Publications and Patents

When discussing the patents and publications analysis, the analysis tried to understand if they are unbalanced or if there is a presence of out of the ordinary behaviour.

Normally, one would expect scientific publications to lead the way in quantity: this is confirmed by the data. In fact, there is sharp rise in the number of scientific publications related to biofuels from 2006 to 2016. But contrary to what one would expect, patents are at the origin of this explosion, in fact, between 2006 and 2011, patents were more important. What appears to happen is that patents are guiding the direction of research, when their number rises; publications tend to rise, with some delay. When patents fall, publications fall sharply. This could be explained by the fact that biofuels is an “industry first” technology and that it is also becoming a more mature technology which is way past its exploration phase. This pattern repeats when looking at particular feedstock terms, where a small change in the rate of patenting, seems to disturb the rate of research on that particular term, with a certain delay.

When looking at the rate of patenting and the rate of publication of every term, one can notice the terms that are more mature and the ones that are still in the research/publication stage. Generally speaking, there seems to be a balance between patenting and publication of every term. One would expect some terms to be lost in the research phase and not adopted by patenting, but the imbalance of some terms (such anaerobic digestion) might be indicative that these are still in its research phase and will be adopted later.

Some of the limitations of this complementary study include the fact that an analysis on the global ecosystem is being made, which is quite saturated on that scale. Moreover, in order to really understand the relationship between patenting and publications, a time series analysis would be perhaps more telling. Finally, the fact that terms instead of term-pairs were used for this analysis can also be seen as a limitation, since the observation of term-pairs tends to add more granularity. This of course would have to be done carefully due to the very high number of term pairs.

Alternative Methods

One other part of the complementary analysis was the application of some unsupervised learning techniques to the data, in order to find some patterns.

However, both the application of the principal component analysis and the t-sne algorithm showed that these techniques are not as directly applicable and explanatory as the system perspective. This is because the clustering of different countries was not directly evident from the application of the transformations.

An obvious limitation of this study is the study level for this part of the analysis. A very large number of other techniques for clustering, association mining, and density estimation exist for inferring a structure to data. However, the application of these techniques was deemed to be out of the scope of this thesis.

Clustering Quality

When comparing the quality of the clusters made with term frequency and term-pair frequency, the fact that term pair produces a much cleaner and reasonable clustering is quite obvious.
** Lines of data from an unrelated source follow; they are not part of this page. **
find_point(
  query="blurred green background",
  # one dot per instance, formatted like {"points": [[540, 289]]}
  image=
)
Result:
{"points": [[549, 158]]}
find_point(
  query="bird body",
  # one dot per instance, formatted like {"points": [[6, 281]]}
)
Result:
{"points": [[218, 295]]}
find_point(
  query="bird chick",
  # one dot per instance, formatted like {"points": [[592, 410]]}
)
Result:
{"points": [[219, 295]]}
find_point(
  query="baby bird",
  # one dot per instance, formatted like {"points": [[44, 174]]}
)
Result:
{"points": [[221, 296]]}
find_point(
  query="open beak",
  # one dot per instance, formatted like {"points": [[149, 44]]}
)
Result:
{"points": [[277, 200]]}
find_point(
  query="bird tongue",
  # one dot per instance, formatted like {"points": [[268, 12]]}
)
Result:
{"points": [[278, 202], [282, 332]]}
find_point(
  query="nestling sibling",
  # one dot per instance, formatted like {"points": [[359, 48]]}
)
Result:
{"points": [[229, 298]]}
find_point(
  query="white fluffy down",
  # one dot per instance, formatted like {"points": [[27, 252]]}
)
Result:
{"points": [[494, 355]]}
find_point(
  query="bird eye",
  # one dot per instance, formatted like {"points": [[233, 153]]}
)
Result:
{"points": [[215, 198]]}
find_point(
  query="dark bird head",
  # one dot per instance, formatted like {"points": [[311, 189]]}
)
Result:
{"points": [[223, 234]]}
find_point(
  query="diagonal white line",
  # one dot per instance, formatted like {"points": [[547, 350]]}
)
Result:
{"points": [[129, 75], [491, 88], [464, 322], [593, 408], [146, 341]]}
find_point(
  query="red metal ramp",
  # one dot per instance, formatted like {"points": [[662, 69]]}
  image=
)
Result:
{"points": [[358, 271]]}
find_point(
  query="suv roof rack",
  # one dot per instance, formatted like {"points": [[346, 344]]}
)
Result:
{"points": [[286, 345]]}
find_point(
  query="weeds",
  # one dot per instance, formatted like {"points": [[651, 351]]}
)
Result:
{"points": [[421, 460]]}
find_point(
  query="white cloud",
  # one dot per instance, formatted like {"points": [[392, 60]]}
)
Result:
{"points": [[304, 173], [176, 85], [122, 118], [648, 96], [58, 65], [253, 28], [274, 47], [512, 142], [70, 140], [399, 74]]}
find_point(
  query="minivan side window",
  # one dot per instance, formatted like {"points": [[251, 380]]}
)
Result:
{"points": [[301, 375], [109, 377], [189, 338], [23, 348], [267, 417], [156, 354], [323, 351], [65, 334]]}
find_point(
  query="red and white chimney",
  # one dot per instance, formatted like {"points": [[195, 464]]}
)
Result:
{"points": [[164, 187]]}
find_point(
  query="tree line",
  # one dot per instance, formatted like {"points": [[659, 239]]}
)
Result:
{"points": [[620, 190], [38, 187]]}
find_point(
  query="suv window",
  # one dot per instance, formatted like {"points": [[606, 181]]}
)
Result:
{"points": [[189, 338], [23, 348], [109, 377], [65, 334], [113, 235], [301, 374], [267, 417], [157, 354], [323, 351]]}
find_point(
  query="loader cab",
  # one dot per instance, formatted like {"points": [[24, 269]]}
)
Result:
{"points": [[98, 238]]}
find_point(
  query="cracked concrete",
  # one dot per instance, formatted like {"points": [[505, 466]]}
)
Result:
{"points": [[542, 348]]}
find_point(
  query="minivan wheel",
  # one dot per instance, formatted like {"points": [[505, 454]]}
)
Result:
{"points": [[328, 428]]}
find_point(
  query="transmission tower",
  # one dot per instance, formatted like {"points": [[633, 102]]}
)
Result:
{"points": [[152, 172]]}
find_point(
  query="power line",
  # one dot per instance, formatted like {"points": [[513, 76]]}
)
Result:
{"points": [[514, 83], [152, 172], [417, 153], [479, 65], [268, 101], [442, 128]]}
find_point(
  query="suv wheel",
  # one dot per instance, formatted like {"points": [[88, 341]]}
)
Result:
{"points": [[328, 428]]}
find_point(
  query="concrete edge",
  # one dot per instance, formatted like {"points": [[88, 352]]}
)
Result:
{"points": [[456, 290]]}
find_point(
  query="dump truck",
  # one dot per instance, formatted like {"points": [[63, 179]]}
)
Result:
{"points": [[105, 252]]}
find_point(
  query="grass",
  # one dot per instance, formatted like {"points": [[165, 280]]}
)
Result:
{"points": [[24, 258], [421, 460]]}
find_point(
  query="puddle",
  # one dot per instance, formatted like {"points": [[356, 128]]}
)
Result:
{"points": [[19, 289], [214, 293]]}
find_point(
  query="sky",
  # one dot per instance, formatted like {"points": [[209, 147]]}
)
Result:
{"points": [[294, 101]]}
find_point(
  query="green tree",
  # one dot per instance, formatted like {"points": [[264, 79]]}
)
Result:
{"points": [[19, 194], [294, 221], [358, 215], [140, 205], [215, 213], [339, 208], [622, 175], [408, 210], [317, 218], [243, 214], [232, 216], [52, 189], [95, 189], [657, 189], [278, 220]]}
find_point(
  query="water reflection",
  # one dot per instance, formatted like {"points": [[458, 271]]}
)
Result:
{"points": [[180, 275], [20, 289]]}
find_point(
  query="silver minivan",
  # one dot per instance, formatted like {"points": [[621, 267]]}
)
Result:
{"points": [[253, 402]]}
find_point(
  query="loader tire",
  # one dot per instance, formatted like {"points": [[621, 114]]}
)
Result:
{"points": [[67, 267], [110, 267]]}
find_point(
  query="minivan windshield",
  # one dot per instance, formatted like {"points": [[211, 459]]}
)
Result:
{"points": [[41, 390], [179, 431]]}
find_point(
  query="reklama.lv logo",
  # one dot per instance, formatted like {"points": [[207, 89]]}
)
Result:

In fact, just as predicted by the AMICa pathfinder briefing, a term per se is much less explanatory than the several associations to it. For example if only observing the term “anaerobic digestion”, all of the countries that use this processing technology would be deemed similar. But if we observe the term pairs “sugar/anaerobic digestion” and “wood/anaerobic digestion”, then the clustering will consider these as different features and cluster the countries that use each of them separately, therefore providing much more granularity to the analysis.

Of course, judging the clustering quality only conceptually and visually can be seen as a limitation. Techniques such as the Rand index, the Jaccard similarity, or the entropy of partitions exist to provide context on the clustering made. Although the application of these indicators is not in the range of this project , these could be applied with relative simplicity.